Drapeaux au vent, saluées par les habitants en liesse, les premières colonnes de soldats se sont déployées dès l'aube dans le sud, après avoir traversé des ponts de fortune sur le fleuve Litani, frontière naturelle de la région. — Hassan Ammar AFP

Ils sont venus à cinq de Naamé, ville située à 5 km au sud de Beyrouth, pour voir l'étendue des dégâts. Sur la route principale, le pont a été détruit par l'armée israélienne avec une précision qui surprend même les militaires. Les cinq hommes, passés en voisins, auscultent le trou béant, les gravats, jettent un oeil sur ce qu'il reste de la maison située à quelques mètres de là, avant de plonger la main dans l'eau boueuse qui monte peu à peu. Un problème d'égout que comptent bien régler ces volontaires improvisés, armés d'une pelle et d'un marteau. « Les gens du quartier viennent régulièrement, explique le colonel Boismoreau, de l'opération Baliste. Ils sont venus aider à déblayer, pour que leur quartier soit réparé plus rapidement. »

Juste au-dessus d'eux, quarante soldats français s'activent sous un soleil de plomb pour mettre en place l'un des cinq ponts Bailey que la France va construire sur demande du gouvernement libanais.
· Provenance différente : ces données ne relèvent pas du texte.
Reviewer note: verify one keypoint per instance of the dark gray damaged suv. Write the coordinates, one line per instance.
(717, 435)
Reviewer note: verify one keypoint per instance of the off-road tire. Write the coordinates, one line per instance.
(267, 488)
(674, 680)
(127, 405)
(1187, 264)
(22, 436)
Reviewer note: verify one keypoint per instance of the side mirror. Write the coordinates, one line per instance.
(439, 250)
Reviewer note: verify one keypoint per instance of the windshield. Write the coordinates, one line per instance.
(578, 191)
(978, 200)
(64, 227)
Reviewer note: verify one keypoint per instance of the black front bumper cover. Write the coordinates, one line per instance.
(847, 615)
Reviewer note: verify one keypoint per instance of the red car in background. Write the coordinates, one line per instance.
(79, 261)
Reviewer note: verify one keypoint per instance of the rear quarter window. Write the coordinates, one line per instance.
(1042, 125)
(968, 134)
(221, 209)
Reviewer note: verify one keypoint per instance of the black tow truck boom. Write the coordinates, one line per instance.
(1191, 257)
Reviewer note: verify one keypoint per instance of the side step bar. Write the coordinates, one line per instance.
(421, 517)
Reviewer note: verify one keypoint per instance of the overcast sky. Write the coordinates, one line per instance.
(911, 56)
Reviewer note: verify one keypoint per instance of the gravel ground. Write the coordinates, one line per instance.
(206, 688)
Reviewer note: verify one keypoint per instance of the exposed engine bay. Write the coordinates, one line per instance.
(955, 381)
Tsahal a détruit 117 ponts pendant les trente-quatre jours de la guerre contre le Hezbollah. Résultat, ralentissements, bouchons et déviations se multiplient. Les ponts Bailey, utilisés pour la reconstruction après-guerre dans le cadre du plan Marshall, sont prévus pour parer au plus urgent. Celui de Naamé devrait être fin prêt dimanche ou lundi. Il sera peut-être inauguré par la ministre de la Défense, Michèle Alliot-Marie, une semaine seulement après avoir posé la première ferraille. C'est l'avantage de ces ponts : rapides à monter, il ne nécessitent que la force de huit hommes pour porter les plus grosses pièces de 280 kg.

A Naamé comme à Damour, où le premier pont a été inauguré vendredi dernier par le ministre de l'Equipement, Dominique Perben, les Bailey ne doivent théoriquement être que des solutions temporaires. Reste à savoir si le gouvernement libanais mettra les moyens nécessaires pour en construire de nouveaux, plus appropriés pour la circulation.